American Journal of Neuroradiology 2008; 29: 1956-8.
SUMMARY: Acute stroke intervention is rapidly evolving. New technologies are improving device deliverability and rates of recanalization. We describe 2 cases of acute middle cerebral artery occlusions wherein Wingspan stents could not be delivered to the occlusive site because of excessive vascular tortuosity. Merci thrombectomy was also unsuccessful. Revascularization was only achieved with deployment of the highly navigable Enterprise stent, resulting in thrombolysis in myocardial infarction 2/3 flow.

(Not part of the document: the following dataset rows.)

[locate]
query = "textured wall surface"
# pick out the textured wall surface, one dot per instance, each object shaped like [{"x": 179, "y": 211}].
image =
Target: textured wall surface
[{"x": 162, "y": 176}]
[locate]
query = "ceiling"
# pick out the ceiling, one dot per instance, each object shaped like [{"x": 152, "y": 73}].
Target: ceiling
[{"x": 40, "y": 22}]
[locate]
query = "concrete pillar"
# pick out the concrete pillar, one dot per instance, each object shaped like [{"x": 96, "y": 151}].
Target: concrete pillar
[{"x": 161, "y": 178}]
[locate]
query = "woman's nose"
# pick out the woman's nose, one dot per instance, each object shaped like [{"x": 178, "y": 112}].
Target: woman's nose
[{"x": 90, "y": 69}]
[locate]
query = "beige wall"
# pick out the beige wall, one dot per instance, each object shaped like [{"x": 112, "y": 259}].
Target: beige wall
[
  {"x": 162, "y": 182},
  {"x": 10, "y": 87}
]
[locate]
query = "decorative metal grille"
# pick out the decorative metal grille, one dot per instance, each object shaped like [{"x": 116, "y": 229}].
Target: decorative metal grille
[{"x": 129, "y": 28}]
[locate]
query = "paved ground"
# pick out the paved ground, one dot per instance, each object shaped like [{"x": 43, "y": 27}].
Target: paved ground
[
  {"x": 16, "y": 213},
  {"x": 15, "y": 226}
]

Thus, all devices should be considered in the armamentarium of stroke therapy.
Intra-arterial therapies for acute stroke have evolved rapidly in recent years.1,2 Although the newer-generation Merci mechanical clot retriever (Concentric Medical, Mountain View, Calif) achieved successful recanalization in 70% of patients,2this was only marginally superior to the 66% recanalization rate in the Prolyse in Acute Cerebral Thromboembolism II trial.1Although encouraging, substantial room for improvement exists.
Coronary (balloon-expandable) stents have been used successfully in acute stroke intervention with published recanalization rates of 79%.3 Use of a balloon- or self-expandable stent has been found to be an independent predictor of successful recanalization (OR, 4.8).4 Modern balloon-expandable stents have become increasingly trackable and flexible; however, compared with self-expandable stents specifically designed for the intracranial circulation, balloon-expandable stents are larger and stiffer.5
On the basis of early, encouraging results of acute intracranial revascularization with stents and knowledge that self-expandable stents are more trackable and have lower profiles, a 2-center registry, Stent Assisted Recanalization in Ischemic Stroke Phase I Study to Evaluate the Safety of Wingspan Stenting (SARIS), is currently enrolling patients by using the Wingspan stent (Boston Scientific, Natick, Mass) for acute stroke intervention. We report 2 cases wherein the highly navigable Wingspan could not be delivered to occlusive sites because of excessive vascular tortuosity, and, after unsuccessful Merci thrombectomy, Enterprise self-expandable stents (Cordis, Miami Lakes, Fla) were delivered successfully to acutely occluded cerebral vessels with immediate restoration of flow.